Não pregou um único minuto.

O colchão rangia, o ar-condicionado fazia um barulho irregular, e o calor úmido se infiltrava pelos lençóis como uma memória antiga. Mas nada disso era o real motivo.

Era Carapá.

O cheiro, o som, as lembranças roçando nela como folhas contra a pele.

Às cinco e meia, quando o céu apenas começava a clarear, ela desistiu.

Vestiu um short, uma blusa leve e saiu sem fazer ruído — Lívia dormia como quem estivesse em coma clínico. O resto da equipe provavelmente só acordaria perto das oito.

Lá fora, a cidade ainda despertava devagar.

Carapá ao amanhecer era mágica.

O cheiro de terra molhada.

O canto das ararinhas.

A névoa fina sobre o rio, como um véu.

E o sol nascendo lento, dourando as casinhas de madeira.

Ariana caminhou pelas ruas estreitas, tentando reconhecer o que era igual e o que havia mudado.

Passou pela casa onde morou, hoje com outra pintura, outro portão.

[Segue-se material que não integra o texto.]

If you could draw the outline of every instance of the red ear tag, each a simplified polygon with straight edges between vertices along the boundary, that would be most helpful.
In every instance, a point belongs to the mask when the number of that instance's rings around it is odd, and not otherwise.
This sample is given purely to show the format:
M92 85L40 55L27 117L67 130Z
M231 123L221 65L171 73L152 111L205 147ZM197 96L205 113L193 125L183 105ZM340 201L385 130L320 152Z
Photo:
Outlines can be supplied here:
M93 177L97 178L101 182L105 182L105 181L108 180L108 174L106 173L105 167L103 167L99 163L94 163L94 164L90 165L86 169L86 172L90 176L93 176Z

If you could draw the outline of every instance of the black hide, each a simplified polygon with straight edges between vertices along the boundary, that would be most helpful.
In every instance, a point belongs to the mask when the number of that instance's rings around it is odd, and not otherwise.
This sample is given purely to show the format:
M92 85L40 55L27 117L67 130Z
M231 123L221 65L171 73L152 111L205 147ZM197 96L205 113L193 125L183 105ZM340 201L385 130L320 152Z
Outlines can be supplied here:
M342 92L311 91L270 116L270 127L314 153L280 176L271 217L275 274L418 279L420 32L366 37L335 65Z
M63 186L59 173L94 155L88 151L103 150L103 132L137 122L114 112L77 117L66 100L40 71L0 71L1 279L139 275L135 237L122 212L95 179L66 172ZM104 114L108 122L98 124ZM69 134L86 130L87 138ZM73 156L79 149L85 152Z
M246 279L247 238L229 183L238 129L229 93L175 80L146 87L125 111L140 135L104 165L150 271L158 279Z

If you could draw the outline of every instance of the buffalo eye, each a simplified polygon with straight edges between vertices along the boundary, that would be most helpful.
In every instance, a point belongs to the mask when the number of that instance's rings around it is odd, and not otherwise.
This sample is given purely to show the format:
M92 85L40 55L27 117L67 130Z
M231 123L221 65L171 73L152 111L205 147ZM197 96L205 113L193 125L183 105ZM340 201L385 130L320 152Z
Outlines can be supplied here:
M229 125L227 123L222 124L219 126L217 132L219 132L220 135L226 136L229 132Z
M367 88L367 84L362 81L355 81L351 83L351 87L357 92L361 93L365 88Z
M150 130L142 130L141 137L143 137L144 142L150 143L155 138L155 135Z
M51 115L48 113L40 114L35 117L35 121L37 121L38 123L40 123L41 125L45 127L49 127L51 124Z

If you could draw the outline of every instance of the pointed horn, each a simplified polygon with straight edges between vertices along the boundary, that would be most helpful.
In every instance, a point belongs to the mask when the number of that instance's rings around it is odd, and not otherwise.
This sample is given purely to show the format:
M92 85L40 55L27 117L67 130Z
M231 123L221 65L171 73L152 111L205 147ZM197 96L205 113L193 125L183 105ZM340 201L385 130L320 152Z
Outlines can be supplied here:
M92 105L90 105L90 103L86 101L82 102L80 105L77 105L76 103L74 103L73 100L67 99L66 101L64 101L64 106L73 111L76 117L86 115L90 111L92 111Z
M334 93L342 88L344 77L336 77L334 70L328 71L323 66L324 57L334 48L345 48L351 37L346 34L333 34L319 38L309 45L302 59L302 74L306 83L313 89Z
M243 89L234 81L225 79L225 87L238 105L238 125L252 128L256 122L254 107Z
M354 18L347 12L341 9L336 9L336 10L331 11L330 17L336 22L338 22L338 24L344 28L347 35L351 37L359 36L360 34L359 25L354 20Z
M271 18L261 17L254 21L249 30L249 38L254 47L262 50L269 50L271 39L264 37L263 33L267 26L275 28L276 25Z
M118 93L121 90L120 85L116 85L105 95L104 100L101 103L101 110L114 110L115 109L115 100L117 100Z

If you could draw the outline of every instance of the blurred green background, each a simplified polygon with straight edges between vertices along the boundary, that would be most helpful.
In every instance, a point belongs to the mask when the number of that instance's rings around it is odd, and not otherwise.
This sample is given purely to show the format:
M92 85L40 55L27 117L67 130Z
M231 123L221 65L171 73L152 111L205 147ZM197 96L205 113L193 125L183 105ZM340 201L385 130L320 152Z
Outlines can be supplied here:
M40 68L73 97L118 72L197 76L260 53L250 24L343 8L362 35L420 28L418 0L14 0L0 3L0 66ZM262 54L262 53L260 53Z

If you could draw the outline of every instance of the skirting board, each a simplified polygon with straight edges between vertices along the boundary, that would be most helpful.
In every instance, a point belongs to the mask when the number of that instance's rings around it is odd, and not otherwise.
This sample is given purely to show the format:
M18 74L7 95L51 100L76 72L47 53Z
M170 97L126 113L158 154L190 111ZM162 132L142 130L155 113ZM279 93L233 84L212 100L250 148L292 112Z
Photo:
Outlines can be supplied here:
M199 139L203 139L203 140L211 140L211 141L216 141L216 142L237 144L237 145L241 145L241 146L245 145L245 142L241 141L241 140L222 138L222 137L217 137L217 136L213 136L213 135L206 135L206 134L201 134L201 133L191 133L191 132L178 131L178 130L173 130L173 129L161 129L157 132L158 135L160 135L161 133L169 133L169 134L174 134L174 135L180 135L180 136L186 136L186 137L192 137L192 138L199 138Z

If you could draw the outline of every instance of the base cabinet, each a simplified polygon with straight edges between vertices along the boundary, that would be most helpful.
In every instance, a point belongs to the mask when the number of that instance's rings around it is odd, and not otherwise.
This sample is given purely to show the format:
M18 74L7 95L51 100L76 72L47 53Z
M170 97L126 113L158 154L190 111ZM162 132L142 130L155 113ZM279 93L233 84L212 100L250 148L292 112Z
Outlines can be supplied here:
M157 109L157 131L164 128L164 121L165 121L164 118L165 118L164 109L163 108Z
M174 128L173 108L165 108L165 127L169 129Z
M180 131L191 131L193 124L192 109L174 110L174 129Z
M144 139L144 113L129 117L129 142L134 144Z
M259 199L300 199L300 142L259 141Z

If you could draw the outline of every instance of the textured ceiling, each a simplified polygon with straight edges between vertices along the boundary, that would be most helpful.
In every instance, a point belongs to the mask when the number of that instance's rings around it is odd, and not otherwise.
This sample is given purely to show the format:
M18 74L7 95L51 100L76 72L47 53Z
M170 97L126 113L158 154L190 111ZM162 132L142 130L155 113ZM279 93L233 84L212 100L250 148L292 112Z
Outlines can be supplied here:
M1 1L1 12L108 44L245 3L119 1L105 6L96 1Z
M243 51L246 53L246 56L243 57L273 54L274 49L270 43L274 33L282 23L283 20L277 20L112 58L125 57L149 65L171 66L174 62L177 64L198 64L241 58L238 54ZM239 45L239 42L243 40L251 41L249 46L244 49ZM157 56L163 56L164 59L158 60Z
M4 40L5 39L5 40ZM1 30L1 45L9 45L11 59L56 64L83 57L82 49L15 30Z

Mas, ainda assim, era a mesma varanda onde ela, a irmã Julia e a mãe riam enquanto descascavam andiroba para secar ao sol.

A mesma porta onde o pai chegava das viagens com presentes, e onde ela é Eduardo ficavam horas a fio conversando e ouvindo música no walkman dele. Cheiro de rio e de saudade misturados.

Um aperto tomou o peito.

Seguiu pela ruazinha principal, onde agora havia mais comércios.

A antiga mercearia virou uma lojinha de artesanato, com plaquinhas vendendo sabonetes de andiroba para turistas.

A escola… ah, a escola.

O portão seguia azul, a quadra ainda descoberta — mas o muro estava mais alto, as janelas tinham grades novas.

Ela passou pelos fundos da escola, onde antes havia um campinho.

Hoje era um campo oficial, com duas traves reforçadas e arquibancadinha improvisada.

Tudo igual. Tudo diferente.

Ariana mergulhou nas lembranças.

Até que uma voz conhecida rompeu o ar:

— Ariana? Menina, é você?!

Ela virou-se.

Era dona Miriam, tia de Eduardo e esposa do tio de Ariana, que falecera pouco depois das meninas partirem de Carapá.

A mulher parecia mais velha, claro, mas o sorriso era o mesmo, largo e acolhedor.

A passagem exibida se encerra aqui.